Review: Tarot of the Pirates

I’m a huge fan of pirates — even wrote a kids’ alphabet book about them — so when I saw that there was a pirate Tarot coming out a few years back, I had to have it. Tarot of the Pirates is just plain fun.

Yarr, mateys!

What do I like the most? Frankly, the artwork in this deck is really nifty, and not what you typically see in Tarot artwork. It’s sassy and brash, dark and dangerous, and the imagery is nicely matched to the Tarot card meanings.

The Pirate Tarot deck is one I use a lot when reading for male clients, or for women who are empowered, independent and strong. It’s got a lot of strong masculine energy to it. The artwork takes on a pirate theme that’s a bit campy but still clever and fun — suits are divided into Coins, Oars, Chalices and Swords. The pirates in this deck are not always sanitized or pretty, but down-and-dirty swashbucklers, male and female alike. Images of the moon, sea monsters, sharks, hidden coves and buried treasure abound.

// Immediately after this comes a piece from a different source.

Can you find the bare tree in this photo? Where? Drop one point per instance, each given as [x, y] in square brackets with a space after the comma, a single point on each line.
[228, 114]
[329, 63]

Keep in mind that if you’re looking for historical accuracy, this isn’t the place you’re going to find it. Although most of the pirates are fairly grungy, they’re still representative of a fairly romanticized version of piracy on the high seas. Remember, real pirates were criminals and violent people who did a lot of horrible things to other people.

One thing I’d recommend is just not even bothering with the little white booklet that accompanies the deck. Some of the card meanings seemed sketchy at best, and it almost seemed as though the creators were deliberately trying to take even the more positive, upbeat cards and give them a negative slant, just to keep with the theme of piracy. Honestly, there’s no need for this – the artwork speaks for itself, and a reader will be able to tell from looking at the cards exactly what meaning is before them.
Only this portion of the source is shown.